Le pré d'à côté ? L'expression n'a jamais été plus appropriée. La danse, le chant, la musique instrumentale, travaillent largement la même matière, dans les mêmes lieux, et très souvent ensemble. Leurs pratiquants ne manquent pas d'occasions de percevoir qu'il y a là, de l'autre côté de la clôture, une autre liberté, une autre capacité d'action, une autre forme de transmission, quelque chose qu'ils n'ont pas eux-mêmes – et comme ils sont là, dès le début de leur histoire, parce qu'ils aimaient et voulaient cultiver la liberté et la transmission, il s'ensuit naturellement qu'ils envient ces ailleurs inaccessibles. 

Et je crois qu'il y a autre chose encore. Je crois que, adultes hyperspécialisés que nous sommes, nous retrouvons en l'autre artiste le souvenir de l'aiguillage qu'il nous a fallu prendre (consciemment ou non), celui au-delà duquel on devenait soit danseur, soit instrumentiste,  soit chanteur. En amont de cet aiguillage il y a la liberté de la petite enfance, le temps où chanter, danser, taper sur quelque chose qui fait un son agréable, n'est que réponse naturelle et plaisir de se concentrer tout entier sur un seul acte. Dans nos échafaudages de savoir-faire, dans nos recherches ô combien abstraites jusque dans le plus concret, ne cherchons-nous pas aussi à retrouver cette évidence perdue et la joie qu'elle causait ? Notre admiration de l'autre chemin, de l'autre voie sur l'aiguillage est liée au regret d'avoir dû exclure une partie de notre potentiel pour développer l'autre, certes. Elle a quelque chose du deuil d'une vie qui ne serait pas limitée par le temps et par nos forces.

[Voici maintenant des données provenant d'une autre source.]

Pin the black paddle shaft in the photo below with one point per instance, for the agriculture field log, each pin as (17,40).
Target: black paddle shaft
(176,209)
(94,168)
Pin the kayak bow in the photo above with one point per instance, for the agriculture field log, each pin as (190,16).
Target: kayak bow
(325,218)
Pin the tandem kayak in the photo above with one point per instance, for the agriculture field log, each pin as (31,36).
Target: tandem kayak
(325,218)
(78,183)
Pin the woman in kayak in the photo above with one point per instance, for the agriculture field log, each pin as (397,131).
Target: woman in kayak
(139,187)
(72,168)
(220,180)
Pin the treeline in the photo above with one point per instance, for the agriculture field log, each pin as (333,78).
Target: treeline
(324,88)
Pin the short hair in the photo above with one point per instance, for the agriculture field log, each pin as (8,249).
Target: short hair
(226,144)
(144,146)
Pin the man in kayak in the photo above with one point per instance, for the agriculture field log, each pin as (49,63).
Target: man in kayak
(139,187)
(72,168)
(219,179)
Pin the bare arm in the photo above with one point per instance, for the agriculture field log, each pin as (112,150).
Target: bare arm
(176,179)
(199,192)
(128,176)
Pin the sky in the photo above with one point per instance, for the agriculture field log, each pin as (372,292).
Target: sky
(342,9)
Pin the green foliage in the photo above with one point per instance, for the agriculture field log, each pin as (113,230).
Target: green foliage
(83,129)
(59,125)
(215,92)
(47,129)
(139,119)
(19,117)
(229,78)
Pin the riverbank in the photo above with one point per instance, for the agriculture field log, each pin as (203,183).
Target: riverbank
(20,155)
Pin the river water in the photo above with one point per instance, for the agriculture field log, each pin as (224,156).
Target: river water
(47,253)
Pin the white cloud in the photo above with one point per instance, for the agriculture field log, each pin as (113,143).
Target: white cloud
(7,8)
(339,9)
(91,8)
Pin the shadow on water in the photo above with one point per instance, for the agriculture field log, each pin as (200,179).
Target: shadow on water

Mais, vue sous l'angle opposé, n'est-elle pas aussi la marque précieuse du souvenir de ce que nous étions avant ce choix ? 




 (1) Plus extrême encore : je me souviens avoir entendu Brigitte Lahaie dire que chanter avait été pour elle une expérience à la limite du traumatisme : "je me sentais nue", disait celle qui avait pour profession, au même moment, de faire l'amour devant des caméras…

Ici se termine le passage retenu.